Khizr Khan, the Gold Star father whose emotional speech in Philadelphia and subsequent rebuke from then-candidate Donald Trump made him a national figure, said the NRCC’s latest television foray was “extremely disturbing.”
“The rhetoric in this ad is dangerous. And frankly it’s un-American,” Khan said in a statement.
Khan was referring to a recently-released NRCC spot that warns,“ISIS is infiltrating America, and is using Syrians to do it" -- a statement PolitiFact later rated as "false." The ad goes on to question the country's screening process for Syrian refugees, Democrats' calls to admit them and Ossoff's support of the Iran nuclear deal. "Jon Ossoff is just too risky," the spot concludes.
Ossoff dismissed the ad yesterday as “over the top” and said the NRCC was “fear-mongering.” His campaign was also quick to issue a TV response, which referenced his background as a documentary film producer.
Khan said Karen Handel, Ossoff's Republican opponent, needed to call out the NRCC and speak out against "fear mongering."

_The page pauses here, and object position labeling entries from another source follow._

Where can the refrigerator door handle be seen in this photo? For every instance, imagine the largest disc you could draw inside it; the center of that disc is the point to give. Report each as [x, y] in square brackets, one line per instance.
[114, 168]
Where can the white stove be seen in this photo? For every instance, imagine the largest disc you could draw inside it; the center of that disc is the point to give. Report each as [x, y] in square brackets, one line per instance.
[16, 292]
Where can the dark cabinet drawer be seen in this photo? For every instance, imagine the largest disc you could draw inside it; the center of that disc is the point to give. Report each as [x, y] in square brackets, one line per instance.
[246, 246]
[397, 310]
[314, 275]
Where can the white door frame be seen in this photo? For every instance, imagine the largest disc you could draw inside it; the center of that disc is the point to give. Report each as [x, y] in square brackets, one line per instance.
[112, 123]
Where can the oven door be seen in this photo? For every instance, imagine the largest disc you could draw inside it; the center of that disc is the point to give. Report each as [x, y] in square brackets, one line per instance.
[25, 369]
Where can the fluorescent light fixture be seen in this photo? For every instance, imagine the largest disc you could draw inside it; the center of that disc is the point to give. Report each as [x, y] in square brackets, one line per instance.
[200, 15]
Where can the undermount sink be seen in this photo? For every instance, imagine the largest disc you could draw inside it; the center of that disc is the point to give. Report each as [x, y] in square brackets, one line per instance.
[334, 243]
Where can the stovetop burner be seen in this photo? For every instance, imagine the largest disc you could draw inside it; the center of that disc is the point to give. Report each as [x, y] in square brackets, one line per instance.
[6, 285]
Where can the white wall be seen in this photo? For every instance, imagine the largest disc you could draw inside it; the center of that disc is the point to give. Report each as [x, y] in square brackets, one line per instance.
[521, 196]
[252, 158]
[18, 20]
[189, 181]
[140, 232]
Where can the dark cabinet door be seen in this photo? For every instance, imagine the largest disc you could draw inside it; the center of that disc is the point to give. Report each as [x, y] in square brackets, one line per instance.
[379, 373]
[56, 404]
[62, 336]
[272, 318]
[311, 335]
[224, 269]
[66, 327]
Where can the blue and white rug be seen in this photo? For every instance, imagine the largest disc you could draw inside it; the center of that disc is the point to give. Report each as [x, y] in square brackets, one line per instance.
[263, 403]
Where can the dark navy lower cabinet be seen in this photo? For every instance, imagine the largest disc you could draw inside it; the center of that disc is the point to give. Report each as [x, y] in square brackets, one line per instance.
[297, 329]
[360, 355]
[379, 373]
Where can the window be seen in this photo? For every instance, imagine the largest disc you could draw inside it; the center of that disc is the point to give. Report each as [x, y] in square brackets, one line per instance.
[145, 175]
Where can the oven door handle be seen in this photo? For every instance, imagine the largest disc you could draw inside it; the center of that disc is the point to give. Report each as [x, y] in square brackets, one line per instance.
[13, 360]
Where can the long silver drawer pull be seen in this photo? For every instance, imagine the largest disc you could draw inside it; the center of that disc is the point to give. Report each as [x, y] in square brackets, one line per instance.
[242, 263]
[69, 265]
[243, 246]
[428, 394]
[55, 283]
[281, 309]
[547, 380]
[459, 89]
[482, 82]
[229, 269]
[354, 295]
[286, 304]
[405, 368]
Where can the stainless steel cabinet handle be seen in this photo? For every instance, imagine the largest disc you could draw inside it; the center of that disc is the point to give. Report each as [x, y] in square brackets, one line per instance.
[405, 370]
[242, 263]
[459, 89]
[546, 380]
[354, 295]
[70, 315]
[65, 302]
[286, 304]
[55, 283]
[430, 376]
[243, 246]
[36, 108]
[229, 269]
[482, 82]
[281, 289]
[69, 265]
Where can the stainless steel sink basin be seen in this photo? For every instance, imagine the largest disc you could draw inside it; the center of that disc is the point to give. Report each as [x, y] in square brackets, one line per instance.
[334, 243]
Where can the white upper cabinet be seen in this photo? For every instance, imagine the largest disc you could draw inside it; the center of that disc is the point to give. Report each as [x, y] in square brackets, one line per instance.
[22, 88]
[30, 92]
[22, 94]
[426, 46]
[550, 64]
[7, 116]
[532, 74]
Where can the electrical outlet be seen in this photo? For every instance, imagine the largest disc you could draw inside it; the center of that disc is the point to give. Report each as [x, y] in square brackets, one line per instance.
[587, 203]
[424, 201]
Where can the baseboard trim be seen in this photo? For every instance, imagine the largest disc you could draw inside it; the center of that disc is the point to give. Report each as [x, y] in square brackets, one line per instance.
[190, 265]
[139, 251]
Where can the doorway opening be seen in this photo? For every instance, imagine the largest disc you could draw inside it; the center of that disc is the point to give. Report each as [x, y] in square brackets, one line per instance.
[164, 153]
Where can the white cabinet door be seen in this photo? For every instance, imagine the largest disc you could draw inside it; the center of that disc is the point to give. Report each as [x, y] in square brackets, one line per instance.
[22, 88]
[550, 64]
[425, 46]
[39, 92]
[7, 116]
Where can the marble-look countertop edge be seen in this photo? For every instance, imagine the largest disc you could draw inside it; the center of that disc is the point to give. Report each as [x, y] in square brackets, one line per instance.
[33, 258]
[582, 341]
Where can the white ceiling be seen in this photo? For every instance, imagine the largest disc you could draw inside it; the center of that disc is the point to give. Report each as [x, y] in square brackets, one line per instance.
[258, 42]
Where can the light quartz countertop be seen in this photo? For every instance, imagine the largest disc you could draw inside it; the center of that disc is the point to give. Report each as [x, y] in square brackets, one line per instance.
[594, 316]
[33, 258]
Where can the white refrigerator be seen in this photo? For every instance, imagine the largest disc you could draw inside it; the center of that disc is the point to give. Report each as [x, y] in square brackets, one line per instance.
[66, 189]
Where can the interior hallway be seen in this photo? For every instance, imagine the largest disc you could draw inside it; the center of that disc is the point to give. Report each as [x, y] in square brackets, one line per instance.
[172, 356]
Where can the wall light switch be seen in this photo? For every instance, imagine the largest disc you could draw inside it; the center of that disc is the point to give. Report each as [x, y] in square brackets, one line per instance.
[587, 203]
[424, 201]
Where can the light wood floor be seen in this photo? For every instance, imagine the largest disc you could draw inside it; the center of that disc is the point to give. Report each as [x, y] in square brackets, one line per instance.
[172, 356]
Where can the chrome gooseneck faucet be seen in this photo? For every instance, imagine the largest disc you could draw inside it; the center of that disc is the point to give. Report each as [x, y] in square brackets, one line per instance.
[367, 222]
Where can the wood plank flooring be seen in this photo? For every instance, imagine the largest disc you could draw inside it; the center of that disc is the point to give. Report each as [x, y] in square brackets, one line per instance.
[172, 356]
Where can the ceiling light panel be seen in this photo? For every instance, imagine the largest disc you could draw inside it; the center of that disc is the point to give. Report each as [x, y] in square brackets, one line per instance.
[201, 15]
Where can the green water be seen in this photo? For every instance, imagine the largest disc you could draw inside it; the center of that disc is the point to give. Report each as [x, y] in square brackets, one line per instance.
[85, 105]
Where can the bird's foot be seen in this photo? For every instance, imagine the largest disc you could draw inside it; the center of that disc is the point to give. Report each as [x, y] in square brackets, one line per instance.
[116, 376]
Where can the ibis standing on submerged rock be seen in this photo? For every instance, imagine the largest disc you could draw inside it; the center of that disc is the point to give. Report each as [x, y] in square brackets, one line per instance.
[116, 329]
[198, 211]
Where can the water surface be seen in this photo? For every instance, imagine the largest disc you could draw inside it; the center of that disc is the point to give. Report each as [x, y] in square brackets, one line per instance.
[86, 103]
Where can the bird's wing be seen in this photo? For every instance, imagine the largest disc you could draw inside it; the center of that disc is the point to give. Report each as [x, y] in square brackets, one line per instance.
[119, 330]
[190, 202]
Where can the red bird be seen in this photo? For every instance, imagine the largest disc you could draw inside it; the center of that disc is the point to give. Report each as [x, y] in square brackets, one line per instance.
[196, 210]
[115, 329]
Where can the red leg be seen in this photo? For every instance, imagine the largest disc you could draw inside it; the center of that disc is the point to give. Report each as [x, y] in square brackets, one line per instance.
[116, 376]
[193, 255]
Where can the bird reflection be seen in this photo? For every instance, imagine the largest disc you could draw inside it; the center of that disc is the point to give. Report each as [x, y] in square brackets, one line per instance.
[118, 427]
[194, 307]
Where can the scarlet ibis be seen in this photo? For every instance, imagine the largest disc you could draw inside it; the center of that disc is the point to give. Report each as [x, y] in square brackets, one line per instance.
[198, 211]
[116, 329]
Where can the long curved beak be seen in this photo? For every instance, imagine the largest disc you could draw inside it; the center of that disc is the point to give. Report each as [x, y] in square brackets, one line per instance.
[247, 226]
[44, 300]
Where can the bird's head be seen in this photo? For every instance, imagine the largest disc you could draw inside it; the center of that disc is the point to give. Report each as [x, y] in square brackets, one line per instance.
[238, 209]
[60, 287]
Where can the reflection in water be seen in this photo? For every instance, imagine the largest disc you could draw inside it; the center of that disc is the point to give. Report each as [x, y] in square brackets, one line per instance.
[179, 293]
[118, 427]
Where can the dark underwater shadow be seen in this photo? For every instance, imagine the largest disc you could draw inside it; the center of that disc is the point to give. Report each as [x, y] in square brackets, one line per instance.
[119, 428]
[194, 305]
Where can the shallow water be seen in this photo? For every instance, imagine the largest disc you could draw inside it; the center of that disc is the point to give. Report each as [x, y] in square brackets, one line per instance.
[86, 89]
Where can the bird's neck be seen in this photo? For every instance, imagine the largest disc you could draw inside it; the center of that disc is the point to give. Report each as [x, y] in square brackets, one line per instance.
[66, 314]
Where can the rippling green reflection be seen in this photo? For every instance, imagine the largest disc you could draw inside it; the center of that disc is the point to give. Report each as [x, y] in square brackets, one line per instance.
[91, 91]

“This bigoted rhetoric … has become a main feature of our political discourse," he said in an interview Friday, citing a recent fatal stabbing incident on a train in Portland, Ore., as a recent example. "It is disturbing."
Handel's campaign did not respond to a request for comment. Maddie Anderson, a spokeswoman for the NRCC, said the group "deeply respects the Khan family and the sacrifice Captain Khan made for our country," referring to Khizr Khan's son.
"Terrorists are hell bent on destroying the very ideals our service members fought to protect, and Jon Ossoff's liberal positions on national security would put us at risk," Anderson said. "This race is about who best can keep Georgians safe."
Syria is one of six Muslim-majority countries that Trump sought to temporarily ban visitors and refugees from in a pair of executive orders earlier this year. The White House said the "pause" was needed while the administration boosted its vetting process to protect against terror attacks. Both orders have been held up in court, but the administration quietly moved to raise its refugee quota over the weekend.
Khan, a Muslim and Pakistani-American, came to prominence after he spoke at the DNC about his son, who was killed by a suicide bomber while serving a tour in Iraq in 2004. He's since been making the rounds against Trump's travel ban, but the longtime American citizen raised eyebrows after he cancelled an appearance in Canada and alleged his "travel privileges" were under review.
Khan said he supports Ossoff and hopes to visit the 6th District before voters hit the polls on June 20.